SDPD is only possible when the following key FEA requirements are satisfied:

Speed

The conceptual design process is driven by exploring as many different designs as possible to arrive at the best concept – or eliminate the worst designs – as quickly as possible.

The FE Solver speed is critical – faster simulations mean more design iterations.  There are a number of different solvers available, such as direct sparse, PCG, JCG, AMG, etc. that can offer computational efficiency gains depending on the application and physics involved.  Most of the time we won’t have to worry about which one to use as some FEA codes will automatically select the appropriate solver to use.

Advanced computing capabilities such as the ability to distribute the solver across multiple CPUs (Central Processing Units) can significantly improve solve times, and in some cases provide a linear increase in speed, that is, solving on 4 CPUs can reduce solve times to ¼ when compared to solving on 1 CPU.  The advancement of GPU technology (Graphics Processing Units), which utilise ‘000s of cores, are now proving to be the next generation of processing technology architecture.

 

Parametric Design Optimisation Capability

All mainstream 3D CAD systems are based on parametric technology and workflows, as originally pioneered by PTC Pro-Engineer (Parametric Technology Corporation) and its latest successor in PTC Creo.  Parametric technology enables engineers and designers to incorporate design-intent into their 3D models and easily modify geometry by changing dimensions.

Some FEA tools, such as ANSYS, are parametric and can even take advantage of the same parameters in CAD, to perform ‘what-if’ simulations.  What if I change the thickness of my RHS section from 6mm to 4mm?  How will that impact the stresses in my trailer frame?  Will it sag under load?  How much life can I expect before fatigue cracking becomes an issue?  Parametric functionality is at the core of SDPD.

In fact, parametric technology can actually turn design optimisation into quite a trivial task.  The ability to tag both input design parameters (e.g. dimensions, material properties, etc.) as well as output simulation parameters (e.g. maximum stress, resultant mass, minimum bolt pre-tension, etc) creates the basis for closed-loop simulations.  Goal-seeking functionality can be easily performed and the FEA software will automatically do all the hard work for you.  Example:– Reduce the maximum stress in the trailer to 100MPa by varying the RHS thickness range between 2mm to 8mm, and change weld sizes accordingly – then let the software do the rest.

 

CAD Integration

3D CAD geometry is the foundation for most FEA simulations.  The ability to perform geometry changes and automatically update your FEA setup for consequent design iterations is paramount.

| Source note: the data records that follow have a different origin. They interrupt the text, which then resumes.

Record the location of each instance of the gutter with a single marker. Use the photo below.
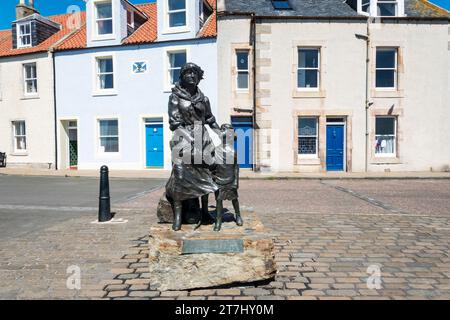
(367, 103)
(54, 110)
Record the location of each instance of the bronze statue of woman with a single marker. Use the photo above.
(189, 113)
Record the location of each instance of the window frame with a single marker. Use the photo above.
(169, 12)
(26, 79)
(395, 135)
(395, 2)
(395, 69)
(238, 71)
(15, 137)
(96, 89)
(302, 155)
(20, 36)
(168, 68)
(105, 36)
(99, 136)
(318, 69)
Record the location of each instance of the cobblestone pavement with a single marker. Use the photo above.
(327, 235)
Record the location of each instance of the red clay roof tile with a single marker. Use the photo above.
(7, 50)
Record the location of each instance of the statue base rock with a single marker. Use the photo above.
(189, 259)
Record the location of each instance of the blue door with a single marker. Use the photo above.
(154, 145)
(335, 148)
(243, 127)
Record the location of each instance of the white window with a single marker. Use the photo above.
(105, 73)
(387, 8)
(386, 68)
(19, 136)
(176, 13)
(103, 18)
(365, 6)
(308, 74)
(30, 79)
(176, 60)
(307, 136)
(385, 136)
(108, 136)
(130, 19)
(242, 69)
(24, 35)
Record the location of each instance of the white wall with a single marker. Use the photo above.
(138, 96)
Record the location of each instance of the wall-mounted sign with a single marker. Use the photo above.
(139, 67)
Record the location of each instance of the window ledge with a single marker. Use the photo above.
(386, 93)
(106, 93)
(30, 97)
(19, 154)
(307, 161)
(385, 160)
(176, 30)
(308, 93)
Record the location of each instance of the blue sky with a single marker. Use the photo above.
(51, 7)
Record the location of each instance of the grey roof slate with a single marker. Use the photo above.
(307, 8)
(321, 8)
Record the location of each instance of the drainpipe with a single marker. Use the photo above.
(367, 103)
(253, 43)
(54, 110)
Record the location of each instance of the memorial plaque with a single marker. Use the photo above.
(212, 246)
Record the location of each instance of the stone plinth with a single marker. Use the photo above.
(189, 259)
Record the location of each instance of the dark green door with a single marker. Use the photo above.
(73, 144)
(73, 153)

FEA stress plot of a welded sub-model section highlighting high stress hot spots

FEA stress plot of a welded sub-model section highlighting high stress hot spots

 

 

 

 

 

 

 

 

 

Automotive companies in Australia have been utilising SDPD for decades to push the boundaries of innovation and now it seems the heavy transport industry is catching up. Driven by pressure to reduce weight, increase payload and decrease time to market, trailer manufacturers are discovering the advantages of SDPD.  Cost savings derived from a reduction in materials and more efficient manufacturing processes (e.g. decreasing the number of welds) is just the beginning.  When one considers the continuing strength and inherent competition within the Australian heavy transport industry as evidenced by the strong showing at this year’s ITTES, the need to bring to market the strongest, lightest and most efficient products possible becomes increasingly important.

The transport industry in South Africa faces similar challenges to that of Australia – distances are vast and a strong mining industry demands high payloads and robust vehicles. South African company Alutip utilised SDPD early in their design process, managing to shave off a quarter of the material from their original tipper design while retaining the required strength and load capacity.  This kind of innovation – achieved through SDPD – is increasingly being adopted by companies locally as a renaissance of sorts takes place in an industry that is transitioning from a mentality of “if it ain’t broke” to a deep clear understanding of their product’s performance.